This problem was interesting as I've often wondered myself. I did a couple tests and found some interesting results. If I open up one connection to a server and wait 60 seconds it was invariably cleaned up(never got to 0.00/0/0). If I opened 100 connections, they too were cleaned up after 60 seconds. If I opened 101 connections I would start to see connections in the state you menitoned(that I've also seen before). And they appear to last roughly 120s or 2xMSL(which is 60) regardless of what fin_timeout is set to. I did some digging in the kernel source code and found what I believe is the 'reason'. There appears to be some code that tries to limit the amount of socket reaping that happens per 'cycle'. The cycle frequency itself is set on a scale based on HZ:
linux-source-2.6.38/include/net/inet_timewait_sock.h:
35 #define INET_TWDR_RECYCLE_SLOTS_LOG 5
36 #define INET_TWDR_RECYCLE_SLOTS (1 << INET_TWDR_RECYCLE_SLOTS_LOG)
37
38 /*
39 * If time > 4sec, it is "slow" path, no recycling is required,
40 * so that we select tick to get range about 4 seconds.
41 */
42 #if HZ <= 16 || HZ > 4096
43 # error Unsupported: HZ <= 16 or HZ > 4096
44 #elif HZ <= 32
45 # define INET_TWDR_RECYCLE_TICK (5 + 2 - INET_TWDR_RECYCLE_SLOTS_LOG)
46 #elif HZ <= 64
47 # define INET_TWDR_RECYCLE_TICK (6 + 2 - INET_TWDR_RECYCLE_SLOTS_LOG)
48 #elif HZ <= 128
49 # define INET_TWDR_RECYCLE_TICK (7 + 2 - INET_TWDR_RECYCLE_SLOTS_LOG)
50 #elif HZ <= 256
51 # define INET_TWDR_RECYCLE_TICK (8 + 2 - INET_TWDR_RECYCLE_SLOTS_LOG)
52 #elif HZ <= 512
53 # define INET_TWDR_RECYCLE_TICK (9 + 2 - INET_TWDR_RECYCLE_SLOTS_LOG)
54 #elif HZ <= 1024
55 # define INET_TWDR_RECYCLE_TICK (10 + 2 - INET_TWDR_RECYCLE_SLOTS_LOG)
56 #elif HZ <= 2048
57 # define INET_TWDR_RECYCLE_TICK (11 + 2 - INET_TWDR_RECYCLE_SLOTS_LOG)
58 #else
59 # define INET_TWDR_RECYCLE_TICK (12 + 2 - INET_TWDR_RECYCLE_SLOTS_LOG)
60 #endif
61
62 /* TIME_WAIT reaping mechanism. */
63 #define INET_TWDR_TWKILL_SLOTS 8 /* Please keep this a power of 2. */
The number of slots is also set here:
65 #define INET_TWDR_TWKILL_QUOTA 100
In the actual timewait code you can see where it uses the quote to stop killing off TIME_WAIT connections if its already done too many:
linux-source-2.6.38/net/ipv4/inet_timewait_sock.c:
213 static int inet_twdr_do_twkill_work(struct inet_timewait_death_row *twdr,
214 const int slot)
215 {
...
240 if (killed > INET_TWDR_TWKILL_QUOTA) {
241 ret = 1;
242 break;
243 }
Theres more information here on why HZ is set to what it is:
http://kerneltrap.org/node/5411
But it isn't uncommon to increase it.
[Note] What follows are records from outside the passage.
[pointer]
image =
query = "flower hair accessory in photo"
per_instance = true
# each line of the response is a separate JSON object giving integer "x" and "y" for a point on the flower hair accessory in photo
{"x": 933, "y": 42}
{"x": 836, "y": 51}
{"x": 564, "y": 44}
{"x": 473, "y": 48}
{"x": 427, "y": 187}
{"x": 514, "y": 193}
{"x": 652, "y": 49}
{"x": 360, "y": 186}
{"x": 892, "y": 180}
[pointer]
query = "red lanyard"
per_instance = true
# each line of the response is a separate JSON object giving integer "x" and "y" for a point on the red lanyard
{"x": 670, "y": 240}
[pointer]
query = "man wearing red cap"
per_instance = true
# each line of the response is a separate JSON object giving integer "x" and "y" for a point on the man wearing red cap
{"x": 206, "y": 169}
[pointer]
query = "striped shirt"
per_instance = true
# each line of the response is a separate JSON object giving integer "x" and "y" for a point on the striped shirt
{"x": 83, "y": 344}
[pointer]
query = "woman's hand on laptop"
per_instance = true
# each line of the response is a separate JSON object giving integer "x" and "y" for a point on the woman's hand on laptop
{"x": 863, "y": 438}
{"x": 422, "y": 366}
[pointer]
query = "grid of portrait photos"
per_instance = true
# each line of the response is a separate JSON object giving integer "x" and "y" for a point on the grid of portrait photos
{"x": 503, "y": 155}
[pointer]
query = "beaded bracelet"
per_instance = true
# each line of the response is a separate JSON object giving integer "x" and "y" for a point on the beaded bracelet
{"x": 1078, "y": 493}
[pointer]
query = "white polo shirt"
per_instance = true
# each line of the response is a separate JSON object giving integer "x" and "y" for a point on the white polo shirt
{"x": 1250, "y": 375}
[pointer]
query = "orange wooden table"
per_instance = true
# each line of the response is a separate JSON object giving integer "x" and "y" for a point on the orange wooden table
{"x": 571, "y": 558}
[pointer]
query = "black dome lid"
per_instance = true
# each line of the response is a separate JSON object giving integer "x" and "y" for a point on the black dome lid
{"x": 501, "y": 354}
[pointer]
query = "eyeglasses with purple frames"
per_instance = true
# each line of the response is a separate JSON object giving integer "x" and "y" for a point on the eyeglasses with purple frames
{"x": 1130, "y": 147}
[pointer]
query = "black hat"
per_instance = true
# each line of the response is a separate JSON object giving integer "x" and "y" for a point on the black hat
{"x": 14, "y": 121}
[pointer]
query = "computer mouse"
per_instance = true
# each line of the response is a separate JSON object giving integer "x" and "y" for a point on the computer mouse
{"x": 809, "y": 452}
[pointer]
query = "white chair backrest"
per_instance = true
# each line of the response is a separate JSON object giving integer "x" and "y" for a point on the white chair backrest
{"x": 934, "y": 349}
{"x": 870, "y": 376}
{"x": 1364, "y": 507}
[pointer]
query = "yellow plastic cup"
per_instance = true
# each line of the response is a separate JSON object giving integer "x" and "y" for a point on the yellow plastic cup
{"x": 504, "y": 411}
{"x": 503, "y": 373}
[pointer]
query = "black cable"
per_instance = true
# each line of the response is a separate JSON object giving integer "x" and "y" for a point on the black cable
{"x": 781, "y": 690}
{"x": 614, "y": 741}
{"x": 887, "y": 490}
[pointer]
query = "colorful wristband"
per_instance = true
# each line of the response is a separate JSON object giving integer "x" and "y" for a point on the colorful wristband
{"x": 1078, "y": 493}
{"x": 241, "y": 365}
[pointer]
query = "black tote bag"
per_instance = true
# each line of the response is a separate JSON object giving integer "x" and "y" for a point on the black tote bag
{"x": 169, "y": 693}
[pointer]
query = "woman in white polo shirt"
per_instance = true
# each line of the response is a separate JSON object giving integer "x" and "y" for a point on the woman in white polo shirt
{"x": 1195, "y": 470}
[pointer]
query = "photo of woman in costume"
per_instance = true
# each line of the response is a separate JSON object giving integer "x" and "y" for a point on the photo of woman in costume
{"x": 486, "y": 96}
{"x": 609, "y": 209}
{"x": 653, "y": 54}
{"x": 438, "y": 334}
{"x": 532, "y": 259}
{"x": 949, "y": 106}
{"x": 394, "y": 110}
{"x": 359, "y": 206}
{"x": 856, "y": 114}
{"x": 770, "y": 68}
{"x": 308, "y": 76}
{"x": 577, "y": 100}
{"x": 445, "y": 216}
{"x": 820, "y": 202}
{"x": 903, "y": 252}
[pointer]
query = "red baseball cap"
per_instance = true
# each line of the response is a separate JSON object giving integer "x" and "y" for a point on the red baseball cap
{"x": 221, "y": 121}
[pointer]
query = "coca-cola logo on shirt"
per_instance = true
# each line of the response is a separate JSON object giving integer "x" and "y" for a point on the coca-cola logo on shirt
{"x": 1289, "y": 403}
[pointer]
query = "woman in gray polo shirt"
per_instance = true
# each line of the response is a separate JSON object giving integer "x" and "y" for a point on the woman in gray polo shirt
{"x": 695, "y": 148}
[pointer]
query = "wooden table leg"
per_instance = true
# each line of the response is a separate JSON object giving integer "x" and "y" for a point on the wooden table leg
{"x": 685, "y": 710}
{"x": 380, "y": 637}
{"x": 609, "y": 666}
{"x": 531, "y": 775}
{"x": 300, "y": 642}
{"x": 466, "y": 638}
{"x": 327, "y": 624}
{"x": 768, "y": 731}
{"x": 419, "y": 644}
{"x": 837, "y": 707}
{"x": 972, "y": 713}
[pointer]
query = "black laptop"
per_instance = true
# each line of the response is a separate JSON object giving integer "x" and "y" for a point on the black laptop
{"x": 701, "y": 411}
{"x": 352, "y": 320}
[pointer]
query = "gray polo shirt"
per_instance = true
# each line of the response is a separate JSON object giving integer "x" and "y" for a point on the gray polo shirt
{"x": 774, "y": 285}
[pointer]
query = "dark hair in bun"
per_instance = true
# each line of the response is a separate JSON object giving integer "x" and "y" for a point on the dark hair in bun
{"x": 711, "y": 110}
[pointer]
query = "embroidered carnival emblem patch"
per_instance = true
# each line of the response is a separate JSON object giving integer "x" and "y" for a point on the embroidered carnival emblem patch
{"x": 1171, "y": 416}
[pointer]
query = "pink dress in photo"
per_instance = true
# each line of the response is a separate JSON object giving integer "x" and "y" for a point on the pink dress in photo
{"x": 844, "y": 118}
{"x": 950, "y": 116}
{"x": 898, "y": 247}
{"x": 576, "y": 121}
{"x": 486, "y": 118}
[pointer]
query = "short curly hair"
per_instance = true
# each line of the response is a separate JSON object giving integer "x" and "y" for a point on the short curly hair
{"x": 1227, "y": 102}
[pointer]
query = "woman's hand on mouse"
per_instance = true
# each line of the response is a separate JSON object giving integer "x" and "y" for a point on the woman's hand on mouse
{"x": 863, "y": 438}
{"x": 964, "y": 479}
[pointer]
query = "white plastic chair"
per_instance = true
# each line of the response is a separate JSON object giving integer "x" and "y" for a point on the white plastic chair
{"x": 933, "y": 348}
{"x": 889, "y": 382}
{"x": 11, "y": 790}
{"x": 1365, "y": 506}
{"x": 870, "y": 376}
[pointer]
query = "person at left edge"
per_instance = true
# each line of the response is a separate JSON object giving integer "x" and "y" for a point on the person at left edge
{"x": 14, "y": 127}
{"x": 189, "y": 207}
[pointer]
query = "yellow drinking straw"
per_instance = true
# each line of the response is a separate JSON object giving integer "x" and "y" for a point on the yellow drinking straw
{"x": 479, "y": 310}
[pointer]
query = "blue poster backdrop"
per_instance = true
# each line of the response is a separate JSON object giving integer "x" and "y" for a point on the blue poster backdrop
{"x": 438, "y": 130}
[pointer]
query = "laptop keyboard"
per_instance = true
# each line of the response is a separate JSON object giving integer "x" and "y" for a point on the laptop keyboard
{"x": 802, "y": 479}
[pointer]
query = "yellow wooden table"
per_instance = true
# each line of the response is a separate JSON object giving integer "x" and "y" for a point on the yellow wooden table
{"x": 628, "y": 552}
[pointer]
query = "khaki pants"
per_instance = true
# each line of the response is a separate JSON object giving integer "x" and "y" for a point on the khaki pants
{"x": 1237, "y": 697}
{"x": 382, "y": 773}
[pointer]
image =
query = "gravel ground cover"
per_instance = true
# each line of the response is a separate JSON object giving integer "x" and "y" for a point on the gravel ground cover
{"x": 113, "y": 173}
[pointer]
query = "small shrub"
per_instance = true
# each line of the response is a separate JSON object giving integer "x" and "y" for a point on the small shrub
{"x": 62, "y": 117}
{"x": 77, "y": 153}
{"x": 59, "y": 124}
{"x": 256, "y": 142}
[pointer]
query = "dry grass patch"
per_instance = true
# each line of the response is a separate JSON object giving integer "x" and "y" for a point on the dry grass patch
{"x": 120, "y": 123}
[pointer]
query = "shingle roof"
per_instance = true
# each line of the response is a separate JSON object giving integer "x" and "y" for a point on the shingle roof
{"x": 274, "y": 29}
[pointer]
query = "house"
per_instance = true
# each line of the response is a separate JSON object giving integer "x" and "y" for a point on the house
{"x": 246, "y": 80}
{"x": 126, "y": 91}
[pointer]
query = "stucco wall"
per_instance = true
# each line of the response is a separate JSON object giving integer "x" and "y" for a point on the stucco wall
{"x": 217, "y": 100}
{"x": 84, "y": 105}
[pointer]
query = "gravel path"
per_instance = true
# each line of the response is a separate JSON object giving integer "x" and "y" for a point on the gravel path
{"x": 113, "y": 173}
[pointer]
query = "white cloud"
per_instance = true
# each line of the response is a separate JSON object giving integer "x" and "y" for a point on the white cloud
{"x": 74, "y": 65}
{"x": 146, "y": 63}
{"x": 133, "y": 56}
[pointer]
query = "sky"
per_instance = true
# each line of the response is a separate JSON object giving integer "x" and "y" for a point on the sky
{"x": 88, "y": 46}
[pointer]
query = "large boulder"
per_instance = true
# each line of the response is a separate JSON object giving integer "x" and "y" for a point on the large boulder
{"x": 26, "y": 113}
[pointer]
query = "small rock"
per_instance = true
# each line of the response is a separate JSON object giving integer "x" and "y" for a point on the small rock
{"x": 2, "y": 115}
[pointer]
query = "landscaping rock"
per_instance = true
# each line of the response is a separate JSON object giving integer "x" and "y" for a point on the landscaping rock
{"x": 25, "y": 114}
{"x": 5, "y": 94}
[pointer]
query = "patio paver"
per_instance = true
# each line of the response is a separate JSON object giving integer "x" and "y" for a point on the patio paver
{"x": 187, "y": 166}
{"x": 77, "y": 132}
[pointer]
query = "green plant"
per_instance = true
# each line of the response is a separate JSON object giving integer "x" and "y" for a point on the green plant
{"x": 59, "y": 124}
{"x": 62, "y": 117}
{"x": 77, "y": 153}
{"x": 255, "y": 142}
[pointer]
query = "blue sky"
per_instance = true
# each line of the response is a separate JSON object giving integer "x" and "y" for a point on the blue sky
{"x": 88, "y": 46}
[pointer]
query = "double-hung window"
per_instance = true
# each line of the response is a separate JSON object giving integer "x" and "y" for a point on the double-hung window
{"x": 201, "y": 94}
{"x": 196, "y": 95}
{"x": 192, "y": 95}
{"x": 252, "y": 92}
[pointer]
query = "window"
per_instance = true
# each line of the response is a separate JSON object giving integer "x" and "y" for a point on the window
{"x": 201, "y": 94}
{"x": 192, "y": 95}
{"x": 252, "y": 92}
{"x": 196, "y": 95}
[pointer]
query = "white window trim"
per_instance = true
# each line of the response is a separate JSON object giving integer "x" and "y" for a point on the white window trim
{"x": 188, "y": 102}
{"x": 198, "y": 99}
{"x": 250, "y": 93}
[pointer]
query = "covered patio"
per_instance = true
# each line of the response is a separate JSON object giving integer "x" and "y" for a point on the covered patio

I think however its usually more common to enable tw_reuse/recycling to get around this bucket/quota mechanism(which seems confusing to me now that I've read about it, increasing HZ would be a much safer and cleaner solution). I posted this as an answer but I think there could be more discussion here about what the 'right way' to fix it is. Thanks for the interesting question!